A avaliação é que, apesar da aprovação facilitada na Câmara, os senadores tendem a atender à pressão dos governadores, que reclamam da perda de arrecadação gerada pelo projeto.

Para auxiliares de Guedes, mesmo que o projeto avance no Senado, pode não haver tempo suficiente para implementação do novo programa social.

Para valer em 2022, o Auxílio Brasil precisa estar totalmente implementado neste ano para não ferir a lei eleitoral, que proíbe aumento de gastos sociais em ano de eleições.

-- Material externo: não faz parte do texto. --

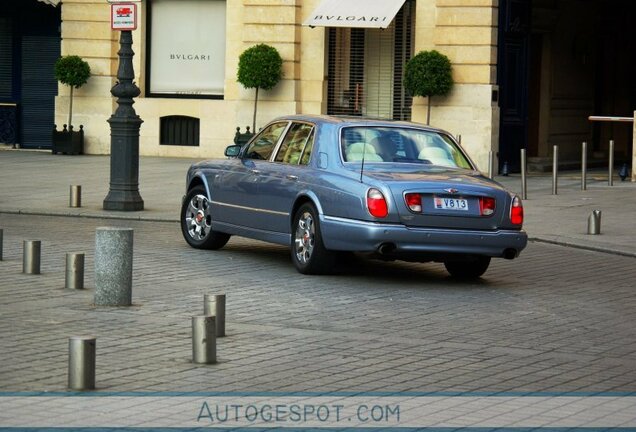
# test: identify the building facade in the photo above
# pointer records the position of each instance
(527, 73)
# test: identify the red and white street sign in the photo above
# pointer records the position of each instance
(123, 16)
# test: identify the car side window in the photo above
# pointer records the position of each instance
(262, 146)
(294, 145)
(308, 148)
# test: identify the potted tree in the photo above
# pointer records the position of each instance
(428, 74)
(72, 71)
(260, 66)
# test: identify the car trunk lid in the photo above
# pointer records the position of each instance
(449, 198)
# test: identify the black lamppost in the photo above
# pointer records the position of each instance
(124, 135)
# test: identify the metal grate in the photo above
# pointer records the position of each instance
(179, 130)
(366, 67)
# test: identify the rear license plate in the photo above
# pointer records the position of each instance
(451, 204)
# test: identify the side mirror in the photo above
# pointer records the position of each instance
(233, 150)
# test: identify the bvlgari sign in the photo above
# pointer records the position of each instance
(123, 16)
(354, 13)
(187, 47)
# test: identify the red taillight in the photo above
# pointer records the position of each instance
(376, 203)
(516, 211)
(414, 202)
(486, 206)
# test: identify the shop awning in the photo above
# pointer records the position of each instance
(354, 13)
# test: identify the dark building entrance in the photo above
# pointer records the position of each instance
(29, 47)
(560, 61)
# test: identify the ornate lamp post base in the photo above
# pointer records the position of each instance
(124, 136)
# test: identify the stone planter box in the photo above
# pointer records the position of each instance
(68, 142)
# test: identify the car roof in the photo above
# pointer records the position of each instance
(356, 121)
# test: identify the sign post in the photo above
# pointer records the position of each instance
(124, 123)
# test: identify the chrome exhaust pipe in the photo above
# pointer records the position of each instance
(510, 253)
(386, 248)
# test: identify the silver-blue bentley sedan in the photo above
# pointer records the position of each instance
(323, 185)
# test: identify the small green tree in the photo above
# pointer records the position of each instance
(72, 71)
(428, 74)
(260, 66)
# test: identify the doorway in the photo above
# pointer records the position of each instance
(30, 41)
(559, 62)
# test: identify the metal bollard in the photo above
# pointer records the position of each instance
(203, 339)
(610, 174)
(81, 363)
(113, 266)
(555, 169)
(594, 222)
(31, 256)
(583, 165)
(75, 198)
(524, 179)
(214, 305)
(74, 271)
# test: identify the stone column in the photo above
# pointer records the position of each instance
(113, 266)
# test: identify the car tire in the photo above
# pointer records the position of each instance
(307, 249)
(468, 269)
(196, 221)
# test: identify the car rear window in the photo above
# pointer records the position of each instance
(400, 145)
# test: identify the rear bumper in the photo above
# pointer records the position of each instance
(360, 236)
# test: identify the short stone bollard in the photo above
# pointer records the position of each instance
(203, 339)
(74, 271)
(113, 266)
(214, 305)
(75, 196)
(81, 363)
(31, 256)
(594, 223)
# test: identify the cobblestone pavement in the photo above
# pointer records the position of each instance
(555, 320)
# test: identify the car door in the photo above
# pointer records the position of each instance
(237, 197)
(287, 176)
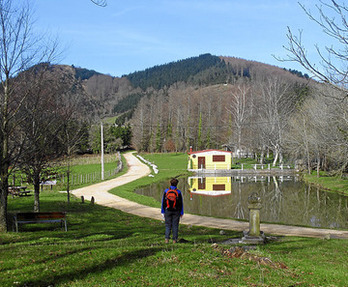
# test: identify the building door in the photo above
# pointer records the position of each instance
(201, 162)
(201, 183)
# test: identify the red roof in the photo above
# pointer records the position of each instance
(208, 150)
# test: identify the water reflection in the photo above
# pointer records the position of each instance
(284, 199)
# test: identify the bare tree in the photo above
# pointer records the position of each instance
(45, 132)
(240, 110)
(19, 49)
(101, 3)
(331, 68)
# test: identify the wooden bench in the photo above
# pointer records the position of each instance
(18, 191)
(40, 217)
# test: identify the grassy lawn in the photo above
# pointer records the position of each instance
(328, 182)
(106, 247)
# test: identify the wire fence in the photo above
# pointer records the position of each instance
(87, 178)
(61, 178)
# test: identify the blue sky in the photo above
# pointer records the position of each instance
(133, 35)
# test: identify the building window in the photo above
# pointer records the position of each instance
(218, 187)
(218, 158)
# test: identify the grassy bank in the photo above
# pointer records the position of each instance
(333, 183)
(106, 247)
(170, 165)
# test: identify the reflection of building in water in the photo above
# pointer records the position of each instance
(210, 160)
(210, 186)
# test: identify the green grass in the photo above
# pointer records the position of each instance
(170, 165)
(333, 183)
(106, 247)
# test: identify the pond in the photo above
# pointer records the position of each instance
(285, 199)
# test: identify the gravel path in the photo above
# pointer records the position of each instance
(136, 170)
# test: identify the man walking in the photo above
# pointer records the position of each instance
(172, 209)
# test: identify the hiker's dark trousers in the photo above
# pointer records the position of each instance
(172, 219)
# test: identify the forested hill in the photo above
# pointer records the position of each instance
(114, 96)
(181, 71)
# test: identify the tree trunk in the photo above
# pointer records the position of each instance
(3, 208)
(318, 166)
(37, 193)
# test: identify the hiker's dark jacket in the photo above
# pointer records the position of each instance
(179, 202)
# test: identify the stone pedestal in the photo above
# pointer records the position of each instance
(254, 235)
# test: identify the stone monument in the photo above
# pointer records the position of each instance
(254, 235)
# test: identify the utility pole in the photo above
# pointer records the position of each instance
(102, 149)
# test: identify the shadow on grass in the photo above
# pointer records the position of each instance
(77, 274)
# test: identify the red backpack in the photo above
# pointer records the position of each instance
(171, 198)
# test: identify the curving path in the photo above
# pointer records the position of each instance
(136, 170)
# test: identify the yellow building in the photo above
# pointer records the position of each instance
(211, 159)
(210, 186)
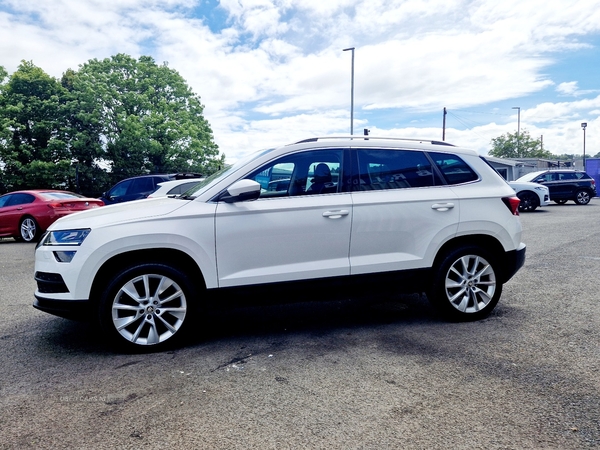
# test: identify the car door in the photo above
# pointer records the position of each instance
(5, 223)
(550, 179)
(290, 232)
(402, 210)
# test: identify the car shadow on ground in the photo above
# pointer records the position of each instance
(313, 317)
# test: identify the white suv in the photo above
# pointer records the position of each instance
(336, 211)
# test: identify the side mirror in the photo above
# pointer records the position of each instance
(241, 191)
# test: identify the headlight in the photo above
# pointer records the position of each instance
(65, 237)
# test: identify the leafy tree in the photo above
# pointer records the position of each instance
(138, 117)
(33, 148)
(518, 145)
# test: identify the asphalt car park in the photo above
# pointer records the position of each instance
(378, 372)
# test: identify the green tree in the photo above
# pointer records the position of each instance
(518, 145)
(33, 147)
(138, 117)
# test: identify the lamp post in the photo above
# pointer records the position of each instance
(518, 108)
(351, 93)
(584, 126)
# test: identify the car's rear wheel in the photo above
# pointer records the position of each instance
(466, 284)
(147, 306)
(28, 229)
(582, 197)
(529, 201)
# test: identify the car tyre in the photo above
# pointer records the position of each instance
(529, 201)
(28, 229)
(582, 197)
(466, 284)
(147, 307)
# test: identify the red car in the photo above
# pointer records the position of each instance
(26, 214)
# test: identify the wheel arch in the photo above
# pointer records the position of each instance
(488, 243)
(175, 258)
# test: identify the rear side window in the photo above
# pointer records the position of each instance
(393, 169)
(454, 169)
(20, 199)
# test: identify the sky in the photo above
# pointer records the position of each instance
(272, 72)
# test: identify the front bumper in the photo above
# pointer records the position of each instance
(69, 309)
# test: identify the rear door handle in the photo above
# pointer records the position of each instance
(336, 214)
(442, 206)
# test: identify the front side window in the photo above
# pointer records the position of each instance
(306, 173)
(120, 189)
(393, 169)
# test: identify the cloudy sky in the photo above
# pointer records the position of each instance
(270, 72)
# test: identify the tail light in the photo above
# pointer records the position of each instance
(512, 203)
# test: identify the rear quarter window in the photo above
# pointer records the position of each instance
(454, 169)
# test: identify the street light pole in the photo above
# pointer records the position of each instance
(351, 93)
(584, 126)
(518, 108)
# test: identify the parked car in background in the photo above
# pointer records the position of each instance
(565, 185)
(532, 195)
(136, 188)
(175, 187)
(343, 213)
(24, 215)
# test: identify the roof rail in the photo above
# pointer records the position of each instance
(371, 138)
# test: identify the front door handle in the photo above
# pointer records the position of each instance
(442, 206)
(338, 214)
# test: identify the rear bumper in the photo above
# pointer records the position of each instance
(514, 260)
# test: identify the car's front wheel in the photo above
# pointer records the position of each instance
(529, 201)
(582, 197)
(147, 306)
(466, 284)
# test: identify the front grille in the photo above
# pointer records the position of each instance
(50, 283)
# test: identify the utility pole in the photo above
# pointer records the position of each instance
(351, 92)
(444, 125)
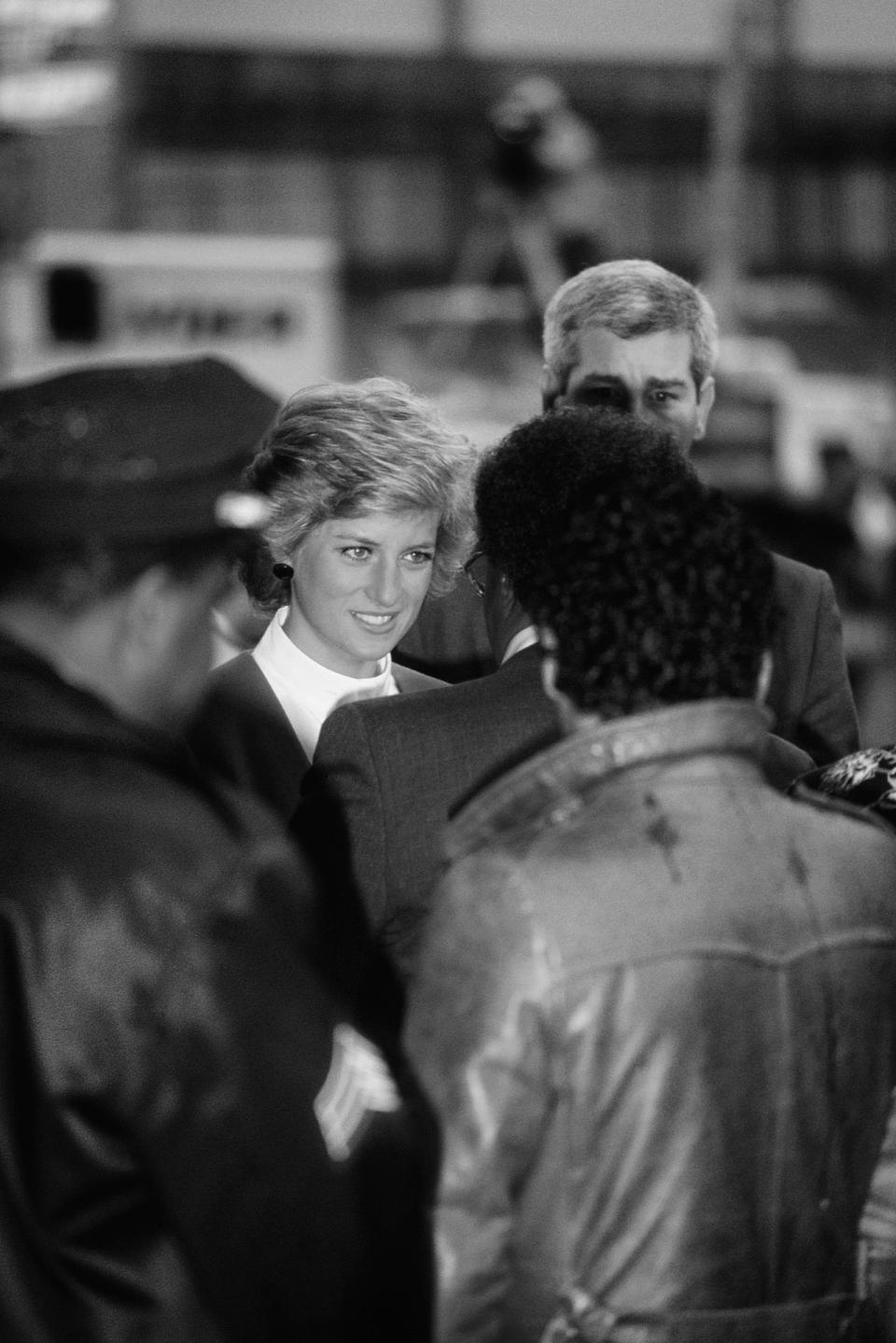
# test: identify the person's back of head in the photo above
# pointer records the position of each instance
(654, 587)
(119, 498)
(528, 483)
(630, 299)
(347, 449)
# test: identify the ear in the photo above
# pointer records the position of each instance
(566, 710)
(763, 679)
(706, 398)
(548, 645)
(551, 388)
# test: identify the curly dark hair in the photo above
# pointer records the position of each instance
(654, 584)
(526, 485)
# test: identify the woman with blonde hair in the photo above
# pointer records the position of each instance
(370, 511)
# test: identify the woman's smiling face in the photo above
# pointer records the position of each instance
(357, 587)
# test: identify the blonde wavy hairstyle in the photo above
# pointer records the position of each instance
(344, 449)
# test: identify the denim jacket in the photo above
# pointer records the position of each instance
(657, 1014)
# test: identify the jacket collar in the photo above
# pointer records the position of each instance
(548, 782)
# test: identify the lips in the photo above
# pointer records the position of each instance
(375, 622)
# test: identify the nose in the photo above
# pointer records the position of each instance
(642, 410)
(385, 581)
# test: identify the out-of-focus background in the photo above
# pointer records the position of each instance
(321, 189)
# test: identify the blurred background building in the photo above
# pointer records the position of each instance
(305, 183)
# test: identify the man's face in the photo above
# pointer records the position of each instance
(647, 375)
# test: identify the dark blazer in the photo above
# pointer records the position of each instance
(398, 768)
(810, 697)
(242, 734)
(395, 776)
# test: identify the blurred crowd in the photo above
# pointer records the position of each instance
(445, 889)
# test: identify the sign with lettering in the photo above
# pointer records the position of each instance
(271, 303)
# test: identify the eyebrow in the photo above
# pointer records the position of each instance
(359, 539)
(596, 379)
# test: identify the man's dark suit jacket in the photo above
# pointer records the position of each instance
(242, 734)
(810, 697)
(395, 771)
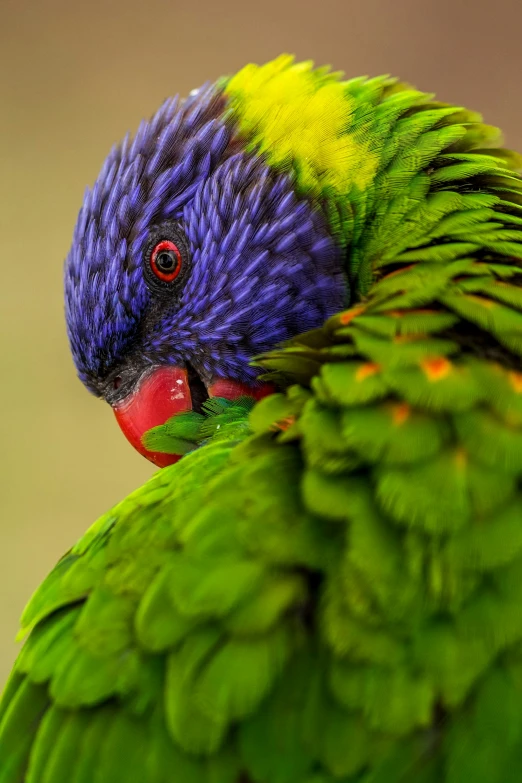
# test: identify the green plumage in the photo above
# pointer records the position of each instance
(329, 587)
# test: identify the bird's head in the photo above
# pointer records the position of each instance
(192, 254)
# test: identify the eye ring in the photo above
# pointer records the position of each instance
(166, 261)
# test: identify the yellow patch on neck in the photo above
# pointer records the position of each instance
(303, 118)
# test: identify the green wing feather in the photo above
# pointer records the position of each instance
(328, 588)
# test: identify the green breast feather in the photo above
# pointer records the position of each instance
(330, 587)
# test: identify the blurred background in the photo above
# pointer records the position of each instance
(74, 77)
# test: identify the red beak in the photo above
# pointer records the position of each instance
(161, 395)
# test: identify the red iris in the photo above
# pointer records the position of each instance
(166, 261)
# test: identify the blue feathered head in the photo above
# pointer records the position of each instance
(191, 254)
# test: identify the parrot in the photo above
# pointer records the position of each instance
(301, 295)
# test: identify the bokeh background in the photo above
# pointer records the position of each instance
(74, 77)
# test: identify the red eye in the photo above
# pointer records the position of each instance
(165, 261)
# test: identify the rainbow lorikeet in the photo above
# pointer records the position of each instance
(328, 585)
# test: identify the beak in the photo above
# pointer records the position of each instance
(161, 395)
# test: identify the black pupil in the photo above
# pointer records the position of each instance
(166, 261)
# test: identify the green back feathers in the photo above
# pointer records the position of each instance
(385, 162)
(328, 588)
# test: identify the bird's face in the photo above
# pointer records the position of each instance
(189, 257)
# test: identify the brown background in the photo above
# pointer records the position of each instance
(73, 78)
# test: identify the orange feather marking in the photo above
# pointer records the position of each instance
(515, 380)
(400, 413)
(370, 368)
(349, 315)
(436, 369)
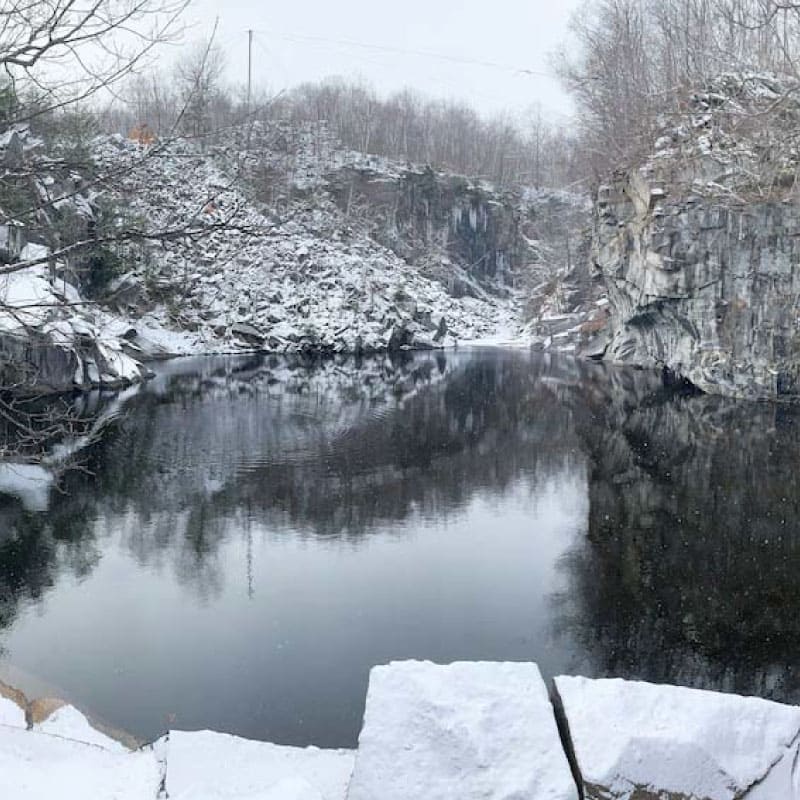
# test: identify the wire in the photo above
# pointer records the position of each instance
(295, 37)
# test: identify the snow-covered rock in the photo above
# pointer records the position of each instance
(635, 741)
(465, 730)
(215, 766)
(299, 275)
(39, 766)
(69, 723)
(12, 715)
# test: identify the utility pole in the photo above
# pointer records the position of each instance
(249, 66)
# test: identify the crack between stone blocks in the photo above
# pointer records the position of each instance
(758, 781)
(562, 724)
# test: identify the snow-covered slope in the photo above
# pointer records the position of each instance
(298, 275)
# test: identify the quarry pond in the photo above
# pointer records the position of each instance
(251, 534)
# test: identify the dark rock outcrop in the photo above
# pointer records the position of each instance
(419, 210)
(706, 289)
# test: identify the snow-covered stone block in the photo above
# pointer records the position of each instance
(216, 766)
(37, 766)
(640, 741)
(465, 730)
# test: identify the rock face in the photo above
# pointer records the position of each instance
(640, 741)
(703, 288)
(418, 210)
(465, 730)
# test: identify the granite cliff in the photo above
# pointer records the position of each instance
(698, 245)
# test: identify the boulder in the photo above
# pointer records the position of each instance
(466, 730)
(248, 333)
(640, 741)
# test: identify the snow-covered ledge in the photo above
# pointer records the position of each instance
(465, 731)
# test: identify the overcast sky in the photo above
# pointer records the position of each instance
(464, 49)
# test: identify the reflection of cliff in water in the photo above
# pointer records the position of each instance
(689, 572)
(688, 569)
(216, 447)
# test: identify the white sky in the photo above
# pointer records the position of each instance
(370, 40)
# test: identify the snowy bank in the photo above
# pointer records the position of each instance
(468, 730)
(634, 741)
(465, 730)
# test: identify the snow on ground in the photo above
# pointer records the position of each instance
(11, 715)
(39, 766)
(215, 766)
(306, 276)
(68, 723)
(465, 730)
(634, 739)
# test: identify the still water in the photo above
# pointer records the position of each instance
(250, 535)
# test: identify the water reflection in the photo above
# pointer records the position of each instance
(252, 534)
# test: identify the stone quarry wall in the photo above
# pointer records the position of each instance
(705, 286)
(417, 212)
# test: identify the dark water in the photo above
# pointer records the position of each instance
(255, 534)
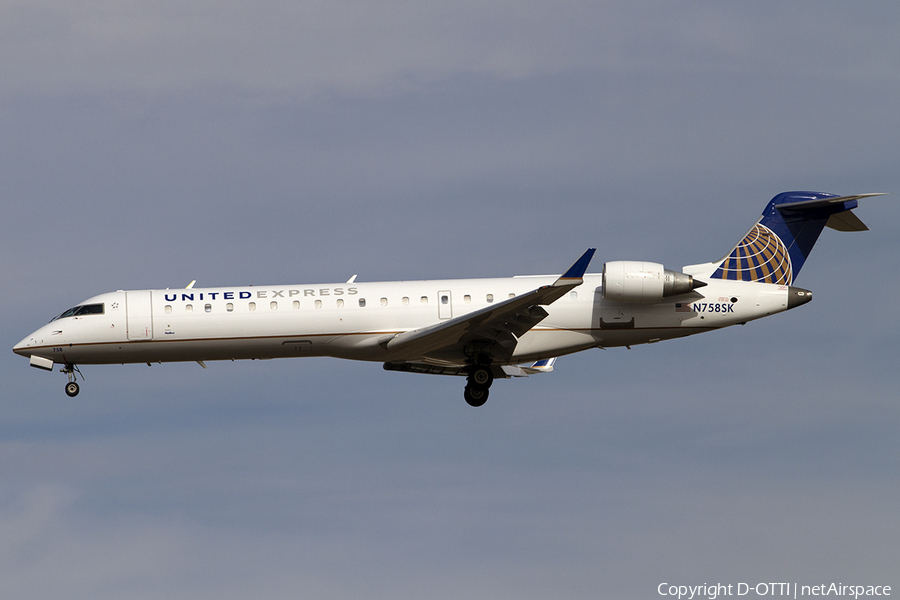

Paralelamente, a equipe econômica sofre pressão para a prorrogação do auxílio emergencial, criado durante a pandemia e que fica fora do teto de gastos por ter caráter extraordinário.

O time de Guedes tem restrições para mais uma extensão, porque a Constituição só permite esse tipo de despesa em caso de imprevisibilidade e urgência -o que levanta questionamentos jurídicos sobre a existência desses requisitos tanto tempo após a chegada da Covid-19 e com números da pandemia em queda.

O presidente do Senado, Rodrigo Pacheco (DEM-MG), afirmou no começo do mês que considera temerário que a criação do novo programa social conte apenas com o projeto da reforma do IR como compensação, lembrando que a proposta ainda nem sequer foi votada na Casa.

“Pode até ser apreciado [o projeto do IR] pelo Senado Federal, mas não é razoável, e é até temerário nós apostarmos as fichas somente nesse projeto”, disse o presidente do Senado.

“Não podemos colocar no colo do Congresso Nacional essa responsabilidade de aprovar um projeto estruturante como condição para algum projeto social, que é o que tem mais apelo popular, mais apelo eleitoral inclusive”, disse Pacheco.

A busca da equipe econômica por alternativas é uma forma de evitar uma nova prorrogação dos pagamentos do auxílio emergencial, ideia que já é defendida pela ala política do governo.

O programa emergencial libera recursos por fora da contabilização do teto de gastos, que limita o crescimento das despesas do governo à variação da inflação.